O filho do pescador perguntou-lhe para que serviam aquellas cousas, ao que elles responderam que as botas levavam quem as possuisse aonde desejasse ir; a manta, que em uma pessoa se mettendo debaixo d’ella, ficava invisivel; a chave, que servia em todas as fechaduras.

O rapaz propoz a venda d’aquelles objectos, ao que eles annuiram, recebendo logo muito dinheiro e terminando assim a contenda.
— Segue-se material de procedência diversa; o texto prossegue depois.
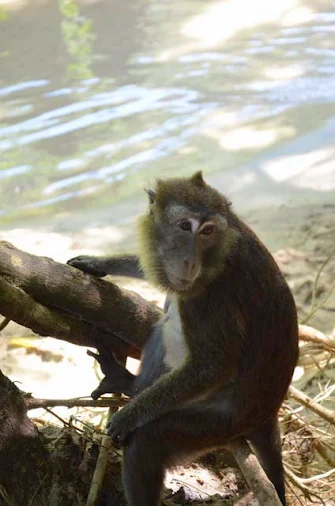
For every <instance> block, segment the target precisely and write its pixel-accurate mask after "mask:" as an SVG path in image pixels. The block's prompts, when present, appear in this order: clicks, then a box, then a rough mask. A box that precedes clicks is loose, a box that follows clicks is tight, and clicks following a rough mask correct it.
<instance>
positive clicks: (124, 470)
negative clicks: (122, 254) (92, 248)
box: [69, 172, 298, 506]
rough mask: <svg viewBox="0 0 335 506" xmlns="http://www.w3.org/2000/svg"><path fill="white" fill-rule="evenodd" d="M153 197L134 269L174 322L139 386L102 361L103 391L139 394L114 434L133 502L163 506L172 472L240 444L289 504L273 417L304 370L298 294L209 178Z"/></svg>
mask: <svg viewBox="0 0 335 506" xmlns="http://www.w3.org/2000/svg"><path fill="white" fill-rule="evenodd" d="M148 194H149V209H148V212H147V213H146V214H145V215H143V216H142V217H141V218H140V221H139V239H140V241H139V251H140V255H139V260H138V259H137V258H136V257H134V258H132V260H131V262H130V263H129V262H128V267H129V265H130V266H131V268H129V269H130V271H132V272H133V273H134V272H136V273H137V274H138V277H140V275H141V273H144V274H145V276H146V277H147V278H148V280H149V281H151V282H152V283H153V284H154V285H155V286H157V287H159V288H161V289H163V290H164V291H165V292H166V293H167V294H168V297H169V304H168V308H167V312H166V313H165V315H164V316H163V317H162V319H161V320H160V321H159V322H158V323H157V324H155V326H154V328H153V330H152V334H151V336H150V338H149V340H148V342H147V344H146V346H145V348H144V350H143V358H142V360H141V365H140V372H139V374H138V375H137V376H134V375H131V374H130V373H128V371H127V372H125V369H124V370H123V369H122V367H121V366H120V365H119V364H117V362H116V361H115V359H114V358H113V356H111V354H110V355H109V356H108V355H106V358H105V359H103V358H102V357H99V356H97V358H98V359H100V361H101V363H102V366H103V372H104V373H105V374H106V379H108V376H109V377H110V384H109V385H107V388H111V390H110V391H115V390H116V391H118V389H119V391H122V390H123V391H124V393H128V395H130V396H132V399H131V400H130V402H129V403H128V404H127V405H126V406H125V407H124V408H123V409H122V410H120V411H119V412H117V413H115V414H114V415H113V417H112V418H111V421H110V424H109V427H108V434H109V435H110V436H111V437H112V439H113V441H114V442H116V443H118V444H119V445H121V446H123V452H124V460H123V484H124V490H125V496H126V501H127V504H128V506H157V505H158V504H159V501H160V496H161V490H162V484H163V479H164V473H165V471H166V470H167V469H168V468H169V467H171V466H174V465H176V464H180V463H183V462H185V461H190V460H192V459H194V458H197V457H198V456H200V455H202V454H205V453H208V452H210V451H212V450H214V449H217V448H220V447H224V446H225V445H227V444H228V443H229V442H231V441H233V440H234V439H236V438H240V437H243V438H245V439H246V440H247V441H248V442H249V443H250V445H251V446H252V448H253V450H254V452H255V454H256V455H257V457H258V458H259V460H260V463H261V464H262V466H263V468H264V470H265V472H266V474H267V476H268V477H269V479H270V480H271V481H272V483H273V485H274V487H275V489H276V491H277V494H278V496H279V498H280V500H281V503H282V505H283V506H286V499H285V485H284V472H283V463H282V455H281V446H280V433H279V426H278V411H279V408H280V406H281V403H282V402H283V399H284V397H285V395H286V392H287V389H288V387H289V384H290V382H291V379H292V375H293V371H294V368H295V366H296V363H297V360H298V324H297V313H296V307H295V303H294V299H293V296H292V294H291V291H290V289H289V287H288V285H287V283H286V281H285V279H284V277H283V275H282V274H281V272H280V270H279V268H278V266H277V264H276V263H275V261H274V259H273V257H272V255H271V254H270V252H269V251H268V250H267V249H266V247H265V246H264V245H263V243H262V242H261V241H260V239H259V238H258V237H257V236H256V234H255V233H254V232H253V231H252V230H251V229H250V228H249V227H248V226H247V225H246V224H245V223H244V222H243V221H242V220H241V219H240V218H239V217H238V216H237V215H236V214H235V212H234V211H233V209H232V206H231V203H230V202H229V201H228V199H227V198H226V197H225V196H224V195H222V194H221V193H219V192H218V191H217V190H216V189H214V188H212V187H211V186H209V185H208V184H207V183H206V182H205V181H204V179H203V175H202V172H197V173H195V174H194V175H193V176H192V177H189V178H174V179H166V180H158V181H157V183H156V187H155V188H154V190H150V191H149V192H148ZM78 258H79V259H76V258H74V259H72V260H70V261H69V263H70V265H72V266H74V267H78V268H80V269H81V270H84V271H85V268H87V270H88V271H89V269H91V272H92V269H93V271H94V270H95V271H96V272H97V273H100V274H101V273H102V274H103V273H107V272H109V270H110V271H114V273H115V270H116V269H117V266H116V264H117V263H118V262H119V263H122V259H120V258H119V259H118V260H115V261H114V262H113V261H112V260H111V259H95V260H94V261H93V260H92V257H78ZM128 260H129V258H128ZM125 265H127V262H125ZM123 272H124V273H127V269H126V267H124V268H123ZM113 381H115V385H116V386H115V389H114V390H112V389H113ZM107 383H108V381H107ZM103 390H104V388H102V389H101V391H100V392H99V391H97V392H96V396H99V395H101V392H102V393H103Z"/></svg>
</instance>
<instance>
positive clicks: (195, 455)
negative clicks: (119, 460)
mask: <svg viewBox="0 0 335 506" xmlns="http://www.w3.org/2000/svg"><path fill="white" fill-rule="evenodd" d="M229 419H230V417H229V416H228V414H227V413H225V412H222V411H221V412H219V411H218V410H214V409H211V408H209V407H208V405H207V404H205V403H201V404H200V403H199V404H197V406H196V407H188V408H181V409H176V410H174V411H171V412H169V413H167V414H166V415H164V416H162V417H161V418H158V419H157V420H154V421H153V422H150V423H148V424H147V425H144V426H143V427H141V428H139V429H137V430H136V431H135V432H134V433H133V434H132V436H131V437H130V439H129V442H128V444H126V446H125V447H124V460H123V483H124V489H125V495H126V499H127V505H128V506H158V504H160V502H159V501H160V496H161V490H162V485H163V479H164V473H165V470H166V469H167V468H169V467H171V466H173V465H176V464H178V463H182V462H185V461H190V460H192V459H193V458H195V457H197V456H199V455H201V454H203V453H207V452H209V451H211V450H213V449H215V448H217V447H220V446H223V445H224V444H225V443H226V442H227V440H228V439H229V435H230V434H231V428H230V421H229Z"/></svg>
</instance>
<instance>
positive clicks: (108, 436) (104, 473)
mask: <svg viewBox="0 0 335 506" xmlns="http://www.w3.org/2000/svg"><path fill="white" fill-rule="evenodd" d="M112 414H113V409H111V408H109V413H108V417H107V423H108V421H109V420H110V417H111V416H112ZM111 446H112V439H111V438H110V437H109V436H108V434H104V435H103V436H102V438H101V445H100V450H99V455H98V458H97V462H96V466H95V470H94V473H93V477H92V481H91V486H90V490H89V493H88V496H87V501H86V506H96V504H97V501H98V499H99V496H100V491H101V487H102V483H103V479H104V476H105V473H106V467H107V463H108V452H109V449H110V447H111Z"/></svg>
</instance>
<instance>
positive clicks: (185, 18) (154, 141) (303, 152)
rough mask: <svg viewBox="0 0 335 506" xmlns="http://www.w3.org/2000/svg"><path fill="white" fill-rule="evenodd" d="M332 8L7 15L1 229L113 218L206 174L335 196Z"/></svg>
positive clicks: (2, 64)
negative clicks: (98, 212) (78, 213)
mask: <svg viewBox="0 0 335 506" xmlns="http://www.w3.org/2000/svg"><path fill="white" fill-rule="evenodd" d="M333 7H334V4H331V3H330V2H329V1H322V0H315V1H312V0H300V1H299V0H284V1H282V2H277V3H275V4H274V3H273V2H272V3H271V2H268V1H265V0H255V2H253V3H252V4H251V3H250V2H248V1H246V0H226V1H217V2H214V1H209V2H205V3H203V2H194V1H193V0H192V1H191V0H170V1H169V2H161V1H159V0H146V1H144V0H132V1H130V0H125V1H123V2H119V1H118V0H108V1H107V0H100V1H98V0H97V1H95V2H87V1H79V0H59V1H58V2H51V1H50V0H45V1H44V2H43V3H42V4H41V3H39V2H37V1H36V2H35V1H31V2H29V4H26V5H24V4H20V3H15V2H13V3H9V4H8V3H5V4H4V3H3V1H2V0H0V9H1V13H5V14H1V15H0V23H1V26H0V42H1V44H0V47H1V53H0V68H1V73H0V99H1V103H0V117H1V123H0V178H1V187H0V197H1V205H0V213H1V215H2V220H1V221H2V224H3V226H5V225H6V224H9V225H11V224H12V223H13V221H15V220H16V221H18V222H21V223H22V222H23V221H24V220H29V219H31V218H32V217H35V215H36V216H37V217H38V219H40V220H42V219H43V220H44V222H45V220H47V219H48V218H49V217H50V218H51V217H52V216H54V215H57V214H60V213H65V212H67V211H71V212H72V213H74V212H76V213H79V214H80V213H86V212H87V210H90V212H93V211H92V210H96V211H97V210H99V209H105V208H107V207H110V206H111V205H113V204H115V203H117V202H120V201H122V200H124V199H127V198H130V197H134V196H136V195H138V192H139V188H140V187H141V186H146V185H147V184H148V183H149V182H150V181H152V180H153V179H154V178H155V177H156V176H157V175H161V174H162V173H164V174H170V175H180V174H188V173H190V172H192V171H194V170H197V169H198V168H199V167H200V168H203V169H204V171H205V172H208V173H209V172H215V171H223V170H224V171H228V170H230V169H231V170H235V169H236V168H237V167H239V166H240V167H243V166H244V167H247V173H248V172H249V174H250V175H251V176H250V177H249V176H248V177H245V178H244V177H243V178H242V179H243V181H244V182H245V183H244V184H247V183H248V181H249V183H250V184H251V182H252V183H253V184H256V185H257V184H260V185H261V184H262V181H263V178H264V177H265V178H268V179H269V180H271V181H272V182H273V184H275V185H277V186H278V185H280V184H283V182H284V181H285V182H286V183H287V181H291V183H292V187H294V188H295V190H296V191H301V190H302V189H303V188H308V189H309V191H312V190H315V191H325V190H327V191H328V190H332V189H334V188H335V181H334V185H333V186H332V185H331V184H330V183H329V178H328V179H327V184H316V183H315V181H316V177H315V171H318V173H319V175H320V177H321V176H322V177H324V175H325V174H329V173H330V171H331V161H332V159H333V158H334V151H333V150H331V149H330V146H331V143H332V136H331V135H329V132H330V131H332V129H333V123H332V121H331V120H332V118H333V117H334V95H335V91H334V90H335V77H334V75H335V72H334V70H335V63H334V55H335V51H334V49H333V31H334V24H333V22H334V19H335V12H334V9H333ZM36 26H38V27H39V29H38V30H36ZM18 34H19V36H18ZM326 133H327V134H326ZM309 135H311V136H312V139H313V141H312V142H311V141H310V138H309V137H308V136H309ZM311 150H313V153H311V155H309V152H310V151H311ZM270 159H271V160H272V161H271V160H270ZM269 160H270V161H269ZM279 160H281V162H279ZM256 169H257V170H256ZM243 170H244V169H243ZM301 171H305V172H306V183H305V184H301V180H299V181H300V183H298V182H297V180H296V179H295V177H296V175H297V174H300V173H301ZM261 175H262V176H261ZM249 183H248V184H249ZM42 211H43V212H42Z"/></svg>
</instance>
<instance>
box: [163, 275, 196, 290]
mask: <svg viewBox="0 0 335 506" xmlns="http://www.w3.org/2000/svg"><path fill="white" fill-rule="evenodd" d="M169 280H170V283H171V285H172V287H173V288H174V289H175V290H178V291H180V292H184V291H185V290H188V288H190V287H191V285H192V283H193V281H191V280H190V279H184V278H178V277H177V276H175V275H174V274H169Z"/></svg>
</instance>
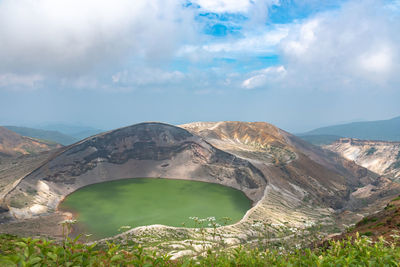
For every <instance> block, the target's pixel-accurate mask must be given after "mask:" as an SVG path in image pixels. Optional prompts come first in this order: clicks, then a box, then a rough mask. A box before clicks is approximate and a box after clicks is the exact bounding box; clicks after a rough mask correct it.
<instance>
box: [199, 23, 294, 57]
mask: <svg viewBox="0 0 400 267" xmlns="http://www.w3.org/2000/svg"><path fill="white" fill-rule="evenodd" d="M287 34H288V28H287V27H284V26H281V27H277V29H274V30H271V31H266V32H263V33H261V34H260V33H252V34H248V35H247V36H245V37H243V38H241V39H239V40H237V41H225V42H220V43H214V44H210V45H203V46H202V49H204V50H206V51H208V52H212V53H220V52H240V53H271V52H273V51H274V49H275V47H276V45H278V44H279V43H280V41H281V40H282V39H283V38H285V37H286V36H287Z"/></svg>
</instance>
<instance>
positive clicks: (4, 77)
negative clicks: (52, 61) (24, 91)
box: [0, 73, 44, 89]
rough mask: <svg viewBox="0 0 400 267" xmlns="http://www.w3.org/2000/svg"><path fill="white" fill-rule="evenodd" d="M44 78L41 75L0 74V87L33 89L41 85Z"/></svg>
mask: <svg viewBox="0 0 400 267" xmlns="http://www.w3.org/2000/svg"><path fill="white" fill-rule="evenodd" d="M43 80H44V78H43V77H42V76H41V75H38V74H33V75H17V74H14V73H5V74H0V88H8V89H19V88H29V89H34V88H37V87H39V86H40V85H41V83H42V82H43Z"/></svg>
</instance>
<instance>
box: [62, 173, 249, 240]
mask: <svg viewBox="0 0 400 267" xmlns="http://www.w3.org/2000/svg"><path fill="white" fill-rule="evenodd" d="M250 208H251V201H250V200H249V199H248V198H247V197H246V196H245V195H244V193H243V192H241V191H239V190H236V189H233V188H230V187H225V186H222V185H218V184H212V183H204V182H197V181H187V180H172V179H160V178H135V179H125V180H118V181H112V182H105V183H99V184H94V185H89V186H86V187H83V188H81V189H79V190H77V191H75V192H73V193H72V194H70V195H69V196H67V197H66V199H65V200H64V201H63V202H62V203H61V204H60V207H59V209H60V210H63V211H70V212H73V213H74V214H76V216H77V220H78V222H79V224H78V229H79V231H80V232H84V233H87V234H89V233H90V234H93V235H94V237H95V238H103V237H109V236H112V235H115V234H118V233H119V231H118V229H119V228H120V227H121V226H130V227H132V228H133V227H137V226H143V225H151V224H163V225H169V226H183V225H184V226H185V227H194V226H195V225H194V222H193V220H191V219H189V217H194V216H195V217H199V218H206V217H215V218H216V219H217V221H218V222H219V223H222V220H221V219H222V218H223V217H229V218H231V219H232V221H231V222H230V223H234V222H237V221H239V220H240V219H241V218H242V217H243V216H244V214H245V213H246V211H247V210H248V209H250Z"/></svg>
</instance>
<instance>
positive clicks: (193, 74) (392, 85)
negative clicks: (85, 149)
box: [0, 0, 400, 132]
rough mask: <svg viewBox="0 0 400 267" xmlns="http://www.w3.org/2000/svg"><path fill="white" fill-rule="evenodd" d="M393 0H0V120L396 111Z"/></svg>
mask: <svg viewBox="0 0 400 267" xmlns="http://www.w3.org/2000/svg"><path fill="white" fill-rule="evenodd" d="M399 15H400V1H398V0H393V1H389V0H386V1H383V0H381V1H378V0H365V1H345V0H341V1H338V0H331V1H330V0H327V1H317V0H303V1H297V0H280V1H279V0H263V1H262V0H251V1H250V0H191V1H188V0H184V1H181V0H147V1H130V0H113V1H110V0H84V1H78V0H18V1H15V0H1V1H0V125H25V126H35V125H40V124H46V123H52V122H57V123H67V124H83V125H88V126H93V127H97V128H102V129H112V128H116V127H120V126H125V125H130V124H134V123H138V122H142V121H163V122H166V123H173V124H180V123H187V122H191V121H220V120H242V121H267V122H270V123H273V124H275V125H277V126H279V127H281V128H283V129H285V130H289V131H292V132H302V131H306V130H310V129H312V128H315V127H319V126H325V125H330V124H335V123H340V122H346V121H354V120H375V119H386V118H391V117H395V116H399V115H400V105H399V104H398V102H399V101H398V100H399V99H400V86H399V85H400V75H399V73H400V40H399V39H400V35H399V34H398V33H399V32H400V17H399Z"/></svg>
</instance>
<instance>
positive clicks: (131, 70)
mask: <svg viewBox="0 0 400 267" xmlns="http://www.w3.org/2000/svg"><path fill="white" fill-rule="evenodd" d="M184 78H185V75H184V74H183V73H182V72H180V71H164V70H161V69H158V68H141V69H136V70H134V71H132V70H131V71H127V70H125V71H122V72H118V73H116V74H114V75H112V77H111V79H112V81H113V83H114V84H131V85H135V86H147V85H161V84H164V85H170V84H176V83H179V82H181V81H182V80H183V79H184Z"/></svg>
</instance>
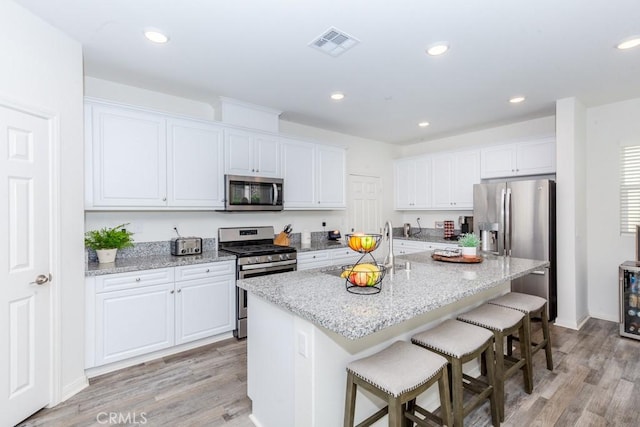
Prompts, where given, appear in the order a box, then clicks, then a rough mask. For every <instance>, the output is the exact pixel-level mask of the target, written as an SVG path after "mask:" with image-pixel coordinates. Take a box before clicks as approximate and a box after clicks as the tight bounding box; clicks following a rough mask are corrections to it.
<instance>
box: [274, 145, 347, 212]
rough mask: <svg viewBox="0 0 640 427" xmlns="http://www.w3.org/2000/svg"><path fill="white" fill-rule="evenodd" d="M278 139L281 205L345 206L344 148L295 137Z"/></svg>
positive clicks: (340, 207) (292, 207) (317, 208)
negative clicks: (281, 198)
mask: <svg viewBox="0 0 640 427" xmlns="http://www.w3.org/2000/svg"><path fill="white" fill-rule="evenodd" d="M281 141H282V175H283V178H284V208H285V209H289V210H296V209H298V210H317V209H344V208H345V206H346V200H345V189H344V187H345V174H346V172H345V167H346V153H345V150H344V149H343V148H340V147H333V146H327V145H321V144H314V143H309V142H304V141H298V140H294V139H285V138H283V139H282V140H281Z"/></svg>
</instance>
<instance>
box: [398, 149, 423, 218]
mask: <svg viewBox="0 0 640 427" xmlns="http://www.w3.org/2000/svg"><path fill="white" fill-rule="evenodd" d="M394 179H395V196H396V197H395V208H396V209H398V210H409V209H429V208H430V207H431V157H429V156H424V157H418V158H411V159H401V160H396V161H395V162H394Z"/></svg>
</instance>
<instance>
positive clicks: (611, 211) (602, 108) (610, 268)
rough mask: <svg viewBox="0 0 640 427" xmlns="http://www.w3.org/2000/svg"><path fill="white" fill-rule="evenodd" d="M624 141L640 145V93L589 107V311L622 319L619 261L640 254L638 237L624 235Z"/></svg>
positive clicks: (588, 256) (631, 258)
mask: <svg viewBox="0 0 640 427" xmlns="http://www.w3.org/2000/svg"><path fill="white" fill-rule="evenodd" d="M622 142H635V143H636V144H640V98H637V99H631V100H628V101H624V102H618V103H614V104H608V105H603V106H600V107H595V108H590V109H589V110H588V111H587V147H588V152H587V171H588V174H587V177H586V184H587V188H588V192H587V201H586V205H587V208H586V216H587V227H588V229H589V237H588V247H587V256H588V263H587V265H586V266H584V267H585V268H586V269H587V272H588V277H589V313H590V314H591V316H594V317H598V318H603V319H609V320H613V321H617V319H618V313H619V309H618V265H620V264H621V263H622V262H624V261H627V260H633V259H635V236H633V235H622V236H621V235H620V200H619V194H620V193H619V183H620V172H619V171H620V157H619V156H620V152H619V145H620V143H622Z"/></svg>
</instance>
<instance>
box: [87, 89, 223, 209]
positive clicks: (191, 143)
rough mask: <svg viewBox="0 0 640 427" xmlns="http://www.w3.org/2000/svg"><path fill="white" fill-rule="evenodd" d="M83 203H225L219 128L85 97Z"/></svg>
mask: <svg viewBox="0 0 640 427" xmlns="http://www.w3.org/2000/svg"><path fill="white" fill-rule="evenodd" d="M85 121H86V123H85V132H86V159H87V173H86V184H85V188H86V206H85V207H86V209H96V210H102V209H104V210H108V209H134V210H138V209H157V208H162V209H171V208H173V209H201V208H216V207H222V206H223V201H222V199H223V198H224V197H223V176H224V174H223V169H222V168H223V151H222V149H223V135H224V133H223V128H222V127H221V126H217V125H215V124H211V123H208V122H204V121H198V120H186V119H177V118H171V117H168V116H166V115H163V114H160V113H152V112H145V111H141V110H138V109H135V108H128V107H124V106H119V105H110V104H106V103H104V104H103V103H100V102H93V101H91V102H87V103H85Z"/></svg>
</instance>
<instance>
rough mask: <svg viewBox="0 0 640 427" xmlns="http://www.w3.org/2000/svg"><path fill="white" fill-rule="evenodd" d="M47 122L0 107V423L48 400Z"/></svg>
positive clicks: (18, 415) (48, 353) (49, 347)
mask: <svg viewBox="0 0 640 427" xmlns="http://www.w3.org/2000/svg"><path fill="white" fill-rule="evenodd" d="M50 142H51V138H50V133H49V121H48V120H46V119H43V118H39V117H36V116H33V115H30V114H27V113H24V112H21V111H18V110H15V109H12V108H8V107H5V106H1V105H0V205H1V206H2V208H1V209H0V235H2V238H1V239H0V241H1V244H0V425H14V424H16V423H18V422H20V421H21V420H23V419H25V418H26V417H28V416H29V415H31V414H32V413H34V412H36V411H37V410H39V409H40V408H42V407H44V406H45V405H46V404H47V403H49V387H50V379H49V375H50V372H49V371H50V365H49V361H50V359H51V357H50V354H51V349H50V330H49V324H50V305H49V304H50V286H51V285H50V284H49V277H50V274H49V272H50V271H51V270H50V235H49V233H50V230H49V222H50V215H51V213H50V206H49V203H50V188H49V186H50V182H51V180H50V173H49V157H50V152H49V151H50Z"/></svg>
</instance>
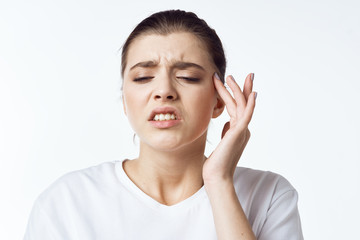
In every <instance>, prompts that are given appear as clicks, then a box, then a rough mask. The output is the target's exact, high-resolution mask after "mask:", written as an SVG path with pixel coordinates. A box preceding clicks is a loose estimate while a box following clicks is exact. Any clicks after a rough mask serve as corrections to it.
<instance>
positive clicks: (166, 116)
mask: <svg viewBox="0 0 360 240" xmlns="http://www.w3.org/2000/svg"><path fill="white" fill-rule="evenodd" d="M152 120H153V121H169V120H177V117H176V115H175V114H174V113H158V114H155V116H154V118H153V119H152Z"/></svg>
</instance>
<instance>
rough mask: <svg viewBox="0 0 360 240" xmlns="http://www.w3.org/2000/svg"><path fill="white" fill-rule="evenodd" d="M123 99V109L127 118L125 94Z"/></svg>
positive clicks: (122, 95)
mask: <svg viewBox="0 0 360 240" xmlns="http://www.w3.org/2000/svg"><path fill="white" fill-rule="evenodd" d="M121 99H122V102H123V109H124V113H125V115H126V116H127V114H126V106H125V98H124V94H122V95H121Z"/></svg>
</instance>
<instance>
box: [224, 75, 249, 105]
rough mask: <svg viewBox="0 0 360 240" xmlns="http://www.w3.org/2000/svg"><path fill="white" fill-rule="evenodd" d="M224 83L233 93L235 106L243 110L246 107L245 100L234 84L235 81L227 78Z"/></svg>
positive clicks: (236, 86) (227, 77) (242, 93)
mask: <svg viewBox="0 0 360 240" xmlns="http://www.w3.org/2000/svg"><path fill="white" fill-rule="evenodd" d="M226 83H227V84H228V85H229V87H230V89H231V91H232V92H233V93H234V98H235V101H236V103H237V105H238V106H239V105H240V107H242V108H245V106H246V99H245V98H244V94H243V92H242V91H241V89H240V87H239V85H238V84H237V83H236V81H235V79H234V78H233V76H231V75H230V76H228V77H227V78H226Z"/></svg>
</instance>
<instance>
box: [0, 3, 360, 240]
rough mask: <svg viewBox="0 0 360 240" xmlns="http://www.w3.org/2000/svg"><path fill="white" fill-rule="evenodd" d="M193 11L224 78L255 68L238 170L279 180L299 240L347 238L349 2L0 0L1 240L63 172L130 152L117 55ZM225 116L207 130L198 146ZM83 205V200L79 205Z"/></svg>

O rapaz calçou logo as botas e disse: — «Botas, levae-me a casa da minha irmã mais velha.»

Dito e feito; atravessou o mar sem se molhar e viu um riquissimo palacio e logo lhe appareceu a irmã, que admirada de o ver lhe perguntou quem elle era e como ali tinha ido. — «Sou vosso irmão» — lhe respondeu elle. «Mas eu não tinha irmãos.» — «Não tinhas irmão quando nosso pae te vendeu, pois eu nasci depois d’isso.»

Ella então mostrou-se muito contente de o ver, mas afflicta ao mesmo tempo e disse-lhe: — «Eu sou esposa do rei dos peixes e se elle quando vier aqui te encontrar é capaz de te matar.» — «Não te dê cuidado isso, minha irmã, pois eu cubro-me com esta manta e ninguem me verá.»

Chegado que foi o rei dos peixes, o qual entrou fazendo grande barulho, a rapariga contou-lhe que estivera ali um seu irmão, mas que ella o mandára esconder, com receio de que elle o matasse. Então o rei dos peixes disse-lhe que muito desejava conhecer o rapaz e que não lhe faria mal.

Appareceu o rapaz e o rei depois disse-lhe: — «Podes retirar-te e se te vires n’alguma afflicção diz: valha-me aqui o rei dos peixes.» Saiu o rapaz da casa da irmã e disse: — «Botas, levae-me a casa de minha irmã do meio.»